When linewrap is enabled, library will take into consideration the LCD geometry and LCD display memory to LCD display mapping to make things easier for the user.
i.e. when linewrap mode is enabled, if the user writes beyond the end of a row, the character will automatically show up on the next row and the row/col is adjusted accordingly.
Write beyond the end of the bottom row and the text will show up on the top row (row 0).
In linewrap mode, It makes output to the LCD work kind of like TTY terminal. As you write to it, the characters advance then wrap to the line below, and if on the lowest line, it wraps up to the top line.
The hd44780 library setCursor() behaves differently in linewrap mode.
In regular mode, the hd44780 behaves as pretty much all other LiquidCrystal API type libraries. If the row is too large, it gets set to the maximum row, and it blindly accepts the col parameter which will likely not do what most people would expect given the resulting DDRAM address.

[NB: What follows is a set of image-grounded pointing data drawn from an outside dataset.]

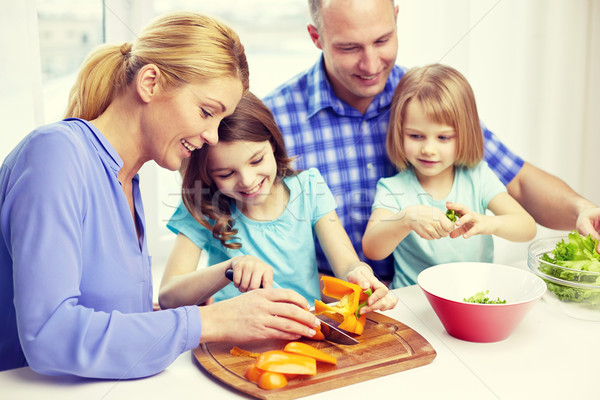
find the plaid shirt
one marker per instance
(348, 148)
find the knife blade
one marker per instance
(333, 334)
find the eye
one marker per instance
(205, 113)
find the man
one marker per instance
(334, 116)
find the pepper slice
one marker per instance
(351, 297)
(286, 363)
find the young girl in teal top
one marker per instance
(245, 206)
(435, 141)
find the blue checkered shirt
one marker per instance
(348, 148)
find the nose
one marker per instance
(210, 135)
(428, 147)
(246, 178)
(369, 61)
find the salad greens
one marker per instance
(481, 298)
(580, 263)
(452, 215)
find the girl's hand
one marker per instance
(381, 298)
(263, 314)
(428, 222)
(469, 223)
(251, 273)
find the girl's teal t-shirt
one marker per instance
(286, 243)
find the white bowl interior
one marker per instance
(456, 281)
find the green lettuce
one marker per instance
(580, 263)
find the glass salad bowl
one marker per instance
(575, 292)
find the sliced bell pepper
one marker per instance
(286, 363)
(351, 297)
(271, 380)
(309, 351)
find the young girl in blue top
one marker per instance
(245, 206)
(435, 141)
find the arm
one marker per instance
(552, 203)
(345, 262)
(386, 229)
(510, 221)
(183, 284)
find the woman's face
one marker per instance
(245, 171)
(184, 119)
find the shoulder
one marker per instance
(287, 91)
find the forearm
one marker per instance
(549, 200)
(194, 287)
(382, 237)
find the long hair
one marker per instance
(187, 47)
(251, 121)
(447, 98)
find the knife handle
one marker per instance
(229, 275)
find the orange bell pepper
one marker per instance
(286, 363)
(308, 350)
(351, 297)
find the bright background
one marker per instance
(531, 64)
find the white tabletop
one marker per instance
(549, 356)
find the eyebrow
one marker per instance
(261, 151)
(221, 105)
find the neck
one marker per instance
(273, 205)
(437, 186)
(121, 128)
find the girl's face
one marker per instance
(430, 147)
(245, 171)
(183, 119)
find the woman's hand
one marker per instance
(381, 299)
(259, 314)
(251, 273)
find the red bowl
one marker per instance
(446, 285)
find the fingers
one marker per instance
(379, 301)
(263, 314)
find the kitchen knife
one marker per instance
(330, 332)
(334, 334)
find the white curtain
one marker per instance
(21, 107)
(533, 66)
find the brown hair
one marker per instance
(251, 121)
(187, 47)
(447, 98)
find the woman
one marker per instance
(75, 271)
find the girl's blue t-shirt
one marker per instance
(473, 187)
(286, 243)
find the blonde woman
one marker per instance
(75, 283)
(435, 140)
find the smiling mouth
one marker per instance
(187, 145)
(254, 190)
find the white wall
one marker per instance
(532, 64)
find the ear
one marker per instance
(147, 82)
(314, 35)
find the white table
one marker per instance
(549, 356)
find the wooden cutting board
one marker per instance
(386, 347)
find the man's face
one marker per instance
(360, 44)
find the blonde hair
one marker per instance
(187, 47)
(447, 98)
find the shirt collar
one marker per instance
(105, 150)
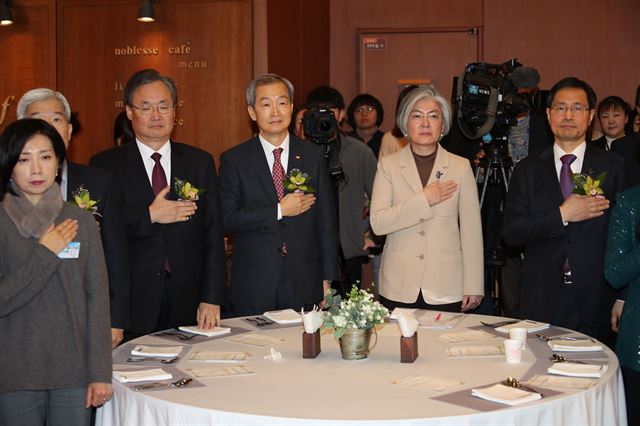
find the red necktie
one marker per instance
(566, 186)
(278, 178)
(158, 177)
(158, 183)
(278, 173)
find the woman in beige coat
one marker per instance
(425, 200)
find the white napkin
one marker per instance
(577, 370)
(141, 375)
(157, 351)
(312, 320)
(408, 324)
(285, 316)
(530, 325)
(401, 311)
(505, 394)
(574, 345)
(209, 333)
(273, 356)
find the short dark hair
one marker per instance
(325, 96)
(148, 76)
(12, 141)
(615, 102)
(368, 100)
(572, 83)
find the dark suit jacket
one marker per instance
(194, 248)
(532, 218)
(629, 148)
(102, 188)
(262, 278)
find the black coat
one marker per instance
(262, 278)
(532, 219)
(194, 248)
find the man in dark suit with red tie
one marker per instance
(53, 107)
(564, 234)
(285, 244)
(175, 245)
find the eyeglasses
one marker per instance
(561, 109)
(364, 109)
(147, 109)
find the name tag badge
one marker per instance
(71, 251)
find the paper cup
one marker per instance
(519, 334)
(513, 351)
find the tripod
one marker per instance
(496, 168)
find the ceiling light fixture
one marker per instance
(146, 13)
(6, 17)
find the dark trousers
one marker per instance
(632, 395)
(57, 407)
(420, 304)
(567, 314)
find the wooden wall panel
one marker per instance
(28, 54)
(298, 43)
(205, 46)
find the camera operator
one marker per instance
(352, 167)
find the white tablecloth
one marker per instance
(330, 390)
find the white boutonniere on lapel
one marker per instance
(81, 197)
(185, 190)
(298, 181)
(587, 185)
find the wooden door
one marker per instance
(389, 59)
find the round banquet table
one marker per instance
(330, 390)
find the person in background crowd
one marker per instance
(54, 108)
(622, 270)
(394, 140)
(175, 240)
(284, 242)
(613, 115)
(564, 234)
(54, 315)
(633, 125)
(425, 200)
(358, 166)
(296, 125)
(122, 131)
(365, 115)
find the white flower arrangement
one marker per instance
(358, 311)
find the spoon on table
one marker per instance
(560, 358)
(515, 383)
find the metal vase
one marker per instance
(354, 343)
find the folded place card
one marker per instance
(466, 336)
(218, 356)
(505, 394)
(587, 345)
(157, 351)
(254, 339)
(435, 384)
(236, 370)
(530, 325)
(141, 375)
(561, 383)
(285, 316)
(475, 351)
(217, 331)
(577, 370)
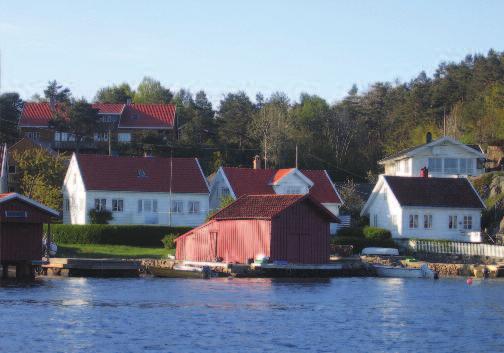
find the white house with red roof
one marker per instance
(237, 182)
(137, 190)
(125, 120)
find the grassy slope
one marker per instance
(110, 251)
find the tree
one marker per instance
(41, 175)
(10, 109)
(152, 91)
(79, 119)
(57, 93)
(115, 94)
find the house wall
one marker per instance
(440, 220)
(384, 210)
(216, 190)
(300, 234)
(131, 215)
(421, 159)
(233, 240)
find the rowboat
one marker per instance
(404, 272)
(181, 271)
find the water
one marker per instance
(252, 315)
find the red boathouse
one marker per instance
(21, 228)
(293, 228)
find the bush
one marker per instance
(354, 232)
(133, 235)
(360, 243)
(169, 241)
(100, 216)
(375, 233)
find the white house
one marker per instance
(137, 190)
(444, 157)
(237, 182)
(431, 208)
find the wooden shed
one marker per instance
(293, 228)
(21, 228)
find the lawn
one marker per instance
(109, 251)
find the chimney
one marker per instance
(428, 137)
(256, 164)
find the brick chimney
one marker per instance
(256, 164)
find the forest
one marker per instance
(347, 137)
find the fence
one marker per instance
(453, 247)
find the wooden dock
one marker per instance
(74, 267)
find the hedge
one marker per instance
(361, 243)
(133, 235)
(375, 233)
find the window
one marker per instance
(177, 206)
(293, 190)
(452, 222)
(413, 221)
(427, 221)
(435, 165)
(100, 204)
(124, 137)
(194, 207)
(101, 137)
(147, 206)
(467, 222)
(117, 205)
(451, 165)
(34, 135)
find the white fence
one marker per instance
(453, 247)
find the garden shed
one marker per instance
(292, 228)
(21, 228)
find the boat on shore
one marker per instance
(181, 271)
(404, 272)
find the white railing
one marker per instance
(453, 247)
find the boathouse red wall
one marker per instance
(21, 236)
(299, 234)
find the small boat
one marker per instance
(403, 272)
(380, 252)
(181, 271)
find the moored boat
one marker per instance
(181, 271)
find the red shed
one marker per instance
(21, 228)
(294, 228)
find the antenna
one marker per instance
(171, 177)
(296, 157)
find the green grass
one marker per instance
(110, 251)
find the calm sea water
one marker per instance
(252, 315)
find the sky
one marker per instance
(315, 46)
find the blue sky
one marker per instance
(320, 47)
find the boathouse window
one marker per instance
(413, 221)
(467, 222)
(452, 222)
(427, 221)
(117, 205)
(177, 206)
(147, 206)
(100, 204)
(435, 165)
(194, 207)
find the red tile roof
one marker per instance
(158, 116)
(266, 207)
(125, 174)
(248, 181)
(148, 116)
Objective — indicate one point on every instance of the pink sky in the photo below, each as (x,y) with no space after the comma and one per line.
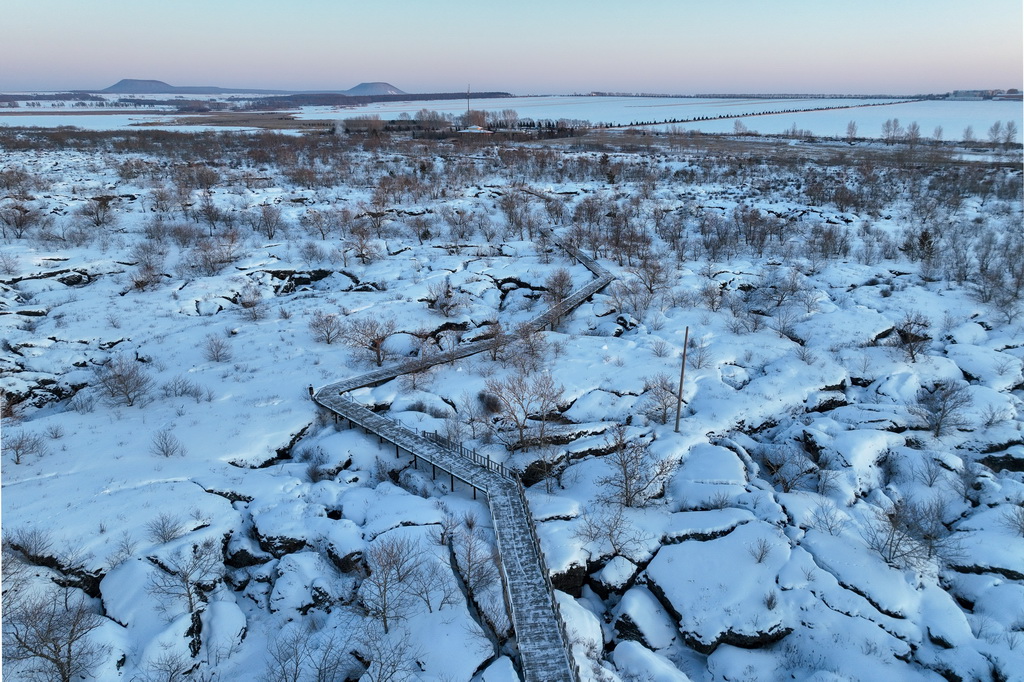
(673,46)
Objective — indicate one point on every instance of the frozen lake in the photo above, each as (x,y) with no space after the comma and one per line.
(764,116)
(868,114)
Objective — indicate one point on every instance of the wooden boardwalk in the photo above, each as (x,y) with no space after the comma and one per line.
(544,647)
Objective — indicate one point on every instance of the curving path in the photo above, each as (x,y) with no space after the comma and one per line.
(544,646)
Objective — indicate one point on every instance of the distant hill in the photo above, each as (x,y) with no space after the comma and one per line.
(135,86)
(373,89)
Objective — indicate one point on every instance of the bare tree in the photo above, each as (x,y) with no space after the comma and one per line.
(1013,518)
(786,465)
(216,349)
(165,443)
(520,397)
(188,574)
(660,397)
(20,444)
(165,527)
(910,535)
(51,636)
(386,593)
(911,335)
(432,584)
(941,408)
(370,334)
(386,656)
(251,301)
(168,667)
(444,299)
(18,218)
(636,475)
(326,327)
(123,380)
(558,286)
(610,526)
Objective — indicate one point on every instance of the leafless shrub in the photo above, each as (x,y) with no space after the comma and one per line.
(216,349)
(20,444)
(123,380)
(611,527)
(251,301)
(660,348)
(909,535)
(911,335)
(698,354)
(827,518)
(370,334)
(9,263)
(929,471)
(166,444)
(444,299)
(476,561)
(660,397)
(386,593)
(188,573)
(941,408)
(387,658)
(636,476)
(165,527)
(786,465)
(760,550)
(50,636)
(1013,518)
(326,327)
(124,550)
(182,387)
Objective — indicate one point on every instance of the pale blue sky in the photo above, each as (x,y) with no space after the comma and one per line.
(529,46)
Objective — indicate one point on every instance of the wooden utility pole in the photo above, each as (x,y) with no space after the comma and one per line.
(682,375)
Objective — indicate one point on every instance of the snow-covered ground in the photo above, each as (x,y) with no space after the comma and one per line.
(842,501)
(769,117)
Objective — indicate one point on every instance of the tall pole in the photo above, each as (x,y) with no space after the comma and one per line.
(682,375)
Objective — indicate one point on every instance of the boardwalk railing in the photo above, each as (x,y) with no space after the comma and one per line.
(544,643)
(471,455)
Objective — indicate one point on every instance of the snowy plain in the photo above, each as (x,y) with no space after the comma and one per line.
(757,556)
(869,115)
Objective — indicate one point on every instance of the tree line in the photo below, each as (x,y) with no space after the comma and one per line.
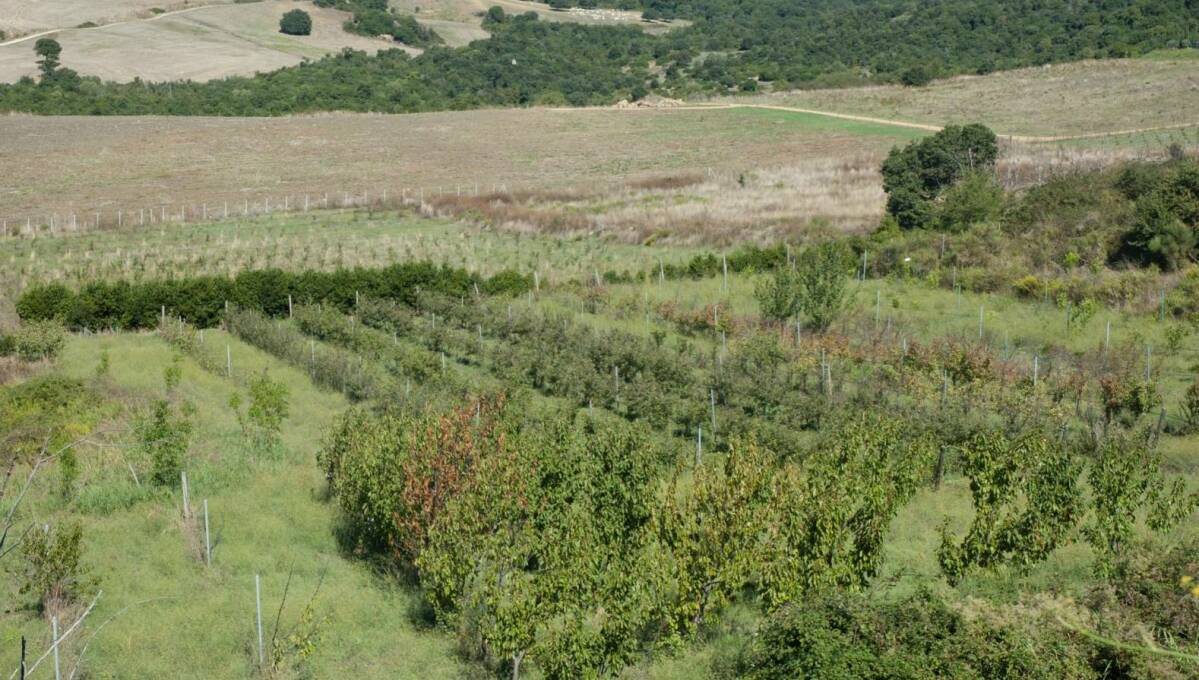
(728,46)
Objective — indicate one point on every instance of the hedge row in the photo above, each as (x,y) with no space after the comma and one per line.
(203,300)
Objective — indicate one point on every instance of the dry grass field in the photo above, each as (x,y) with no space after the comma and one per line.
(23,17)
(1071,98)
(458,22)
(62,164)
(202,44)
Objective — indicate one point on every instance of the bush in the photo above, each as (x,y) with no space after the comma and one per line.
(916,77)
(1167,222)
(163,437)
(914,176)
(203,300)
(295,23)
(975,199)
(850,637)
(54,570)
(35,341)
(820,280)
(263,421)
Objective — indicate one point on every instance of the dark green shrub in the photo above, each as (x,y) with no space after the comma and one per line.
(851,637)
(820,284)
(163,437)
(1167,221)
(296,23)
(202,300)
(54,571)
(975,199)
(35,341)
(916,77)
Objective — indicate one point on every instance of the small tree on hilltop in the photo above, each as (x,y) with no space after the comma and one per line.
(916,175)
(821,275)
(296,23)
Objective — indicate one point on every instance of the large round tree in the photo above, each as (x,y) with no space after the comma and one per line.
(296,23)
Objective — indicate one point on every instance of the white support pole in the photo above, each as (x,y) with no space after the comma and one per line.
(54,631)
(187,509)
(258,607)
(208,541)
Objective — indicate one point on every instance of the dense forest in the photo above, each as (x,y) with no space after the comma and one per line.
(727,46)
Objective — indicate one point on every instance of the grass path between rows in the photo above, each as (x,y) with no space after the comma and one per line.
(170,617)
(121,23)
(893,122)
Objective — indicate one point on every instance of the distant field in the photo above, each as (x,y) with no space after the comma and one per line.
(22,17)
(89,163)
(458,20)
(203,44)
(1070,98)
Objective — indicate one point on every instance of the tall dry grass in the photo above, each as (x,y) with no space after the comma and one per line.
(794,202)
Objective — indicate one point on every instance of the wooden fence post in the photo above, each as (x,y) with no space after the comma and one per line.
(208,541)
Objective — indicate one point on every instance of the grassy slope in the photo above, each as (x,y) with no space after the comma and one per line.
(269,513)
(198,623)
(1068,98)
(65,164)
(204,44)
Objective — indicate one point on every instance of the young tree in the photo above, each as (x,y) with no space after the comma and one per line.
(164,437)
(296,23)
(48,52)
(776,295)
(820,284)
(714,534)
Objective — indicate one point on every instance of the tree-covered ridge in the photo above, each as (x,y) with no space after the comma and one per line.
(728,46)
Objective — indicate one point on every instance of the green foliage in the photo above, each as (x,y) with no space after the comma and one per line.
(266,413)
(916,76)
(395,474)
(747,44)
(173,373)
(163,435)
(1167,221)
(1191,409)
(296,23)
(836,636)
(68,473)
(776,295)
(54,572)
(38,340)
(1127,397)
(714,533)
(1026,503)
(549,551)
(832,511)
(974,199)
(1126,480)
(44,414)
(202,300)
(820,284)
(48,52)
(916,175)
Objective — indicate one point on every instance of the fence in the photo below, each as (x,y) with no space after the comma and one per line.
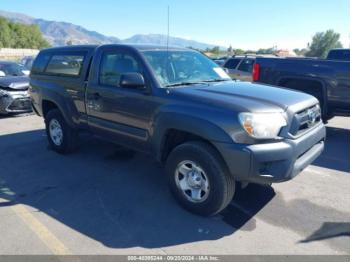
(15,54)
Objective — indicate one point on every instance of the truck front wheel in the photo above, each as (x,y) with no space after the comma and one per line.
(199,179)
(62,138)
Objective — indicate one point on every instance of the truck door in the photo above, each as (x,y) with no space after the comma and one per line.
(117,113)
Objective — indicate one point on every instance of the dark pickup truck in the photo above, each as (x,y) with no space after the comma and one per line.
(326,79)
(211,133)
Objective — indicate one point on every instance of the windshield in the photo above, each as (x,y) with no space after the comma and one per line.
(12,69)
(183,68)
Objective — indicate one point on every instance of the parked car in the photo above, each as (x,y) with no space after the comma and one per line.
(326,79)
(27,62)
(14,97)
(180,107)
(241,67)
(220,62)
(339,54)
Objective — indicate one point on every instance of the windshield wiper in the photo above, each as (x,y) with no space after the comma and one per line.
(215,80)
(184,84)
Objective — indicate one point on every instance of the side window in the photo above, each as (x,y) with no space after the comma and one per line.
(40,63)
(115,64)
(67,65)
(247,65)
(232,63)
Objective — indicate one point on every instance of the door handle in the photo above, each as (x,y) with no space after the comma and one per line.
(96,96)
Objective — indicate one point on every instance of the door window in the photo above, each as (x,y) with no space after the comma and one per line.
(114,64)
(247,65)
(232,63)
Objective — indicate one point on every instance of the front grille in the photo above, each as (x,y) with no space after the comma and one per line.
(305,120)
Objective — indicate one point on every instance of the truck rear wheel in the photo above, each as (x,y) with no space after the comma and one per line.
(62,138)
(199,179)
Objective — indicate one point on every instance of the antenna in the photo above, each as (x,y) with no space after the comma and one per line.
(167,42)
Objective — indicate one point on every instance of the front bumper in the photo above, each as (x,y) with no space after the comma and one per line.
(273,162)
(15,102)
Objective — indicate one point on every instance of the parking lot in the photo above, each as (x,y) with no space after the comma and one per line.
(107,200)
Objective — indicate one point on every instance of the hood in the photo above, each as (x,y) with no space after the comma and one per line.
(14,82)
(246,97)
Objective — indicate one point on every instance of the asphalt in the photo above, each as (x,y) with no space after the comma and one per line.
(104,199)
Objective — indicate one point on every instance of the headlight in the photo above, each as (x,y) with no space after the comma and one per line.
(262,125)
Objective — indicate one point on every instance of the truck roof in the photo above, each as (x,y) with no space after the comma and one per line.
(140,47)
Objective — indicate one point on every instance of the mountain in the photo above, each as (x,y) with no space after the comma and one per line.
(59,33)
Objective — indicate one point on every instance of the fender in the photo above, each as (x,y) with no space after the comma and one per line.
(55,96)
(186,123)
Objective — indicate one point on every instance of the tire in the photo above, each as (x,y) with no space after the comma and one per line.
(218,185)
(56,127)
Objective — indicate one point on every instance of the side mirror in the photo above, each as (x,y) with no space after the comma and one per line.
(132,80)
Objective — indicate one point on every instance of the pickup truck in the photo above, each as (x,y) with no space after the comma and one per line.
(14,84)
(326,79)
(211,133)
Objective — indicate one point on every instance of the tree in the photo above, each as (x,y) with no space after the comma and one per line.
(267,51)
(5,33)
(300,52)
(16,35)
(322,42)
(239,52)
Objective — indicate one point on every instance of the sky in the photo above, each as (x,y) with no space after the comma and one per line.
(246,24)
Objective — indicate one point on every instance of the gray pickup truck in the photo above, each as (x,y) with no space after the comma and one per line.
(326,79)
(210,132)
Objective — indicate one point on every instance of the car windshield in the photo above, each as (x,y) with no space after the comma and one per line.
(179,68)
(12,69)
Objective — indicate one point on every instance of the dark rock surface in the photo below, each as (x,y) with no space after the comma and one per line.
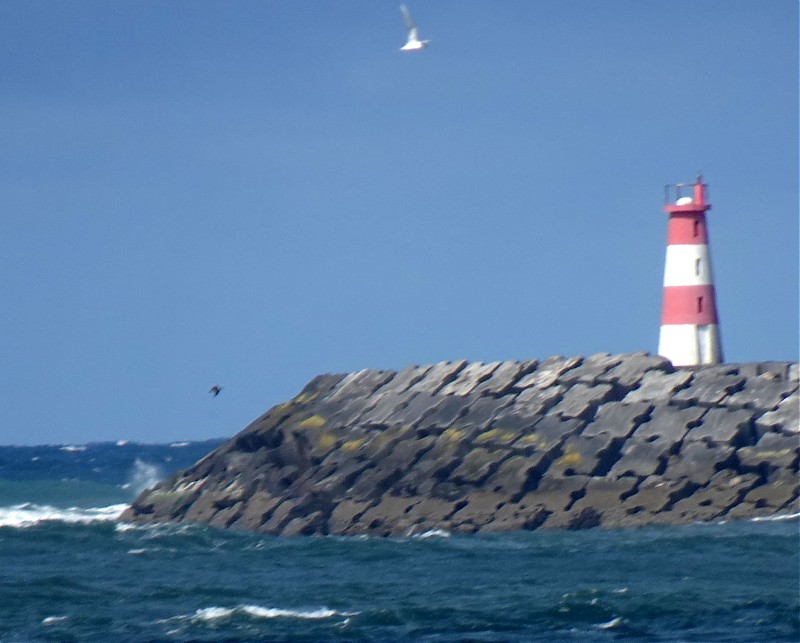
(562,443)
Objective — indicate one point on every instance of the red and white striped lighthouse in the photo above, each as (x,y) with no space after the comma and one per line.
(689,321)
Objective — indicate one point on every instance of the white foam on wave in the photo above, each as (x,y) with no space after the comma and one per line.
(29,514)
(609,624)
(433,533)
(49,620)
(143,476)
(777,518)
(214,613)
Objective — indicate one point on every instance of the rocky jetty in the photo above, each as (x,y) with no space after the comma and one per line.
(562,443)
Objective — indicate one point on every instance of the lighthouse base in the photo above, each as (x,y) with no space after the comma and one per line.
(690,344)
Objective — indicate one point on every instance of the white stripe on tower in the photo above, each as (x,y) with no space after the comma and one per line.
(689,323)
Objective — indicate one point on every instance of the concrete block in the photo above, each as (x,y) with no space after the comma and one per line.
(628,373)
(503,378)
(618,419)
(581,401)
(697,462)
(468,378)
(658,386)
(669,423)
(548,372)
(785,419)
(438,375)
(591,369)
(722,426)
(762,394)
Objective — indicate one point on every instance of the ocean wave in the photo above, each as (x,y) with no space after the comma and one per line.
(29,514)
(143,476)
(433,533)
(777,518)
(214,613)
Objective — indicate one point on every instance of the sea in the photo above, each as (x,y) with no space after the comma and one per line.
(70,572)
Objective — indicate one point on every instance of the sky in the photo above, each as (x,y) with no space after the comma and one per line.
(250,193)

In linewrap mode, the hd44780 library still truncates the row parameter to ensure it isn’t too large, but for column, it ripples the math through the the rows to make it land where the cursor would be if you printed that many character.
example, on a 4x20 display. if you set the cursor position to (0,30) the position is set to 1,10

The hd44780 github page and wiki documents this API capability and
the hd44780 library comes with an example for each i/o class that demonstrates the linewrap capability.